Heinz Hall, dedicated in 1971 and last renovated in 2015, is the cornerstone of the Cultural District of Pittsburgh. This cultural-entertainment focal point of the Golden Triangle has helped spur the continuing economic and cultural revitalization of downtown Pittsburgh. With its international reputation for grandeur and excellence as a concert hall and showplace, the 2,675‑seat Heinz Hall is home of the Pittsburgh Symphony Orchestra.
The Hall is centrally located near Gateway Center, PPG Place, Dominion Tower, Fifth Avenue Place and Liberty Center, and within walking distance of Heinz Field, PNC Park and the CONSOL Energy Center. The Cultural District offers many restaurants, hotels and parking facilities within easy walking distance to the Hall.
The structure evolved from its origin in 1927 as the Loew’s Penn Theater to its renovation and dedication as Heinz Hall for the Performing Arts in 1971 — “a gift to the Pittsburgh Symphony Society from the Howard Heinz Endowment . . . to encourage, foster and perpetuate the performing arts in the Greater Pittsburgh area.” Each year more than a half-million patrons attend symphony concerts and other attractions, ranging from Pops concerts to children’s concerts to national Broadway touring shows.
Early History: 1880-1927
For 45 years prior to the origin of the Loew’s Penn Theater, the building that stood at this location was the Hotel Anderson. From 1880 to 1925, this hotel provided both accommodations and entertainment. Before 1900, the hotel frequently housed traveling acting companies. The guest list ranged from visiting businessmen to Shakespearean actors. Prior to 1880, the name of the hotel was the St. Clair. Most probably, Edwin Booth (1833-1893), brother of John Wilkes Booth, and his acting company stayed at the St. Clair, or later at the Anderson Hotel, during their many tours across the United States. After 1900, the Anderson developed a somewhat seedy reputation, lost much of its appeal and met its demise.
Built on the same location as the Anderson, the Loew’s Penn Theater was constructed in 1927. Motion picture magnate Marcus Loew hired the architectural firm of Rapp & Rapp to design the opulent movie house. Known as Pittsburgh’s “Temple of the Cinema,” the building was regarded as the most magnificent theater between New York and Chicago. Audible gasps from first-nighters would be heard as they entered the Grand Lobby on opening night of the rococo showplace. A marble staircase led from the Grand Lobby with its 50-foot-high vaulted Venetian ceiling supported by massive ornamental columns.
Bronze and crystal chandeliers and imported silk damask draperies and hangings
complimented the lobby artwork. An organ, which would be destroyed in a 1936 flood, was touted to be “the greatest musical instrument the world has ever known.” Those in attendance were treated to a two-hour silent film and live stage show.

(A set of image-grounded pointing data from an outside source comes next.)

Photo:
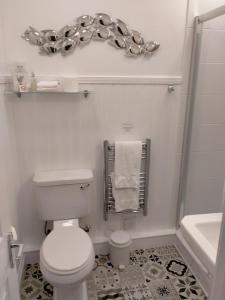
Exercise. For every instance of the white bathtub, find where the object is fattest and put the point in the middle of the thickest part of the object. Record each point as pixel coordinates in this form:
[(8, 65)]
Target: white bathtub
[(201, 232)]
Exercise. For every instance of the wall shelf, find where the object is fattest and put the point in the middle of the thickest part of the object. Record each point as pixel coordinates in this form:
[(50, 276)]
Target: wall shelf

Such spectaculars were not restricted to Pittsburgh. In the early decades of the century, Americans flocked in droves to similarly designed theaters. These flamboyant and stately palaces were built of the most costly materials, embellished with gold leaf cherubs, crystal chandeliers, Carrara marble and Persian tiles.
With the advent of television, declining attendance and the rising costs of maintaining such landmarks, the Penn Theater, in line with the nation’s other great movie palaces, was forced to shut its doors in 1964. The building then sat vacant for five years. Destined to be demolished to make way for a parking lot, the building was nearly destroyed until the Pittsburgh Symphony intervened. The Orchestra was searching for a new home, having outgrown Carnegie Music Hall and the Syria Mosque, and the economic advantages to recycling the well-constructed theater were clearly apparent. To explore the feasibility of using the building, Henry J. Heinz II and Charles Denby, president of the Pittsburgh Symphony Society, toured the old movie palace. Together they had the vision to look past the rundown interior and see that with proper restoration the hall could be a brilliant cultural center. Along with Adolph W. Schmidt, president of the A. W. Mellon Educational and Charitable Trust, and Theodore L. Hazlett, Jr., representing the Allegheny Conference and the Urban Redevelopment Authority of Pittsburgh, these men worked with the architectural firm of Stotz, Hess, MacLachlan & Fosner to begin the construction.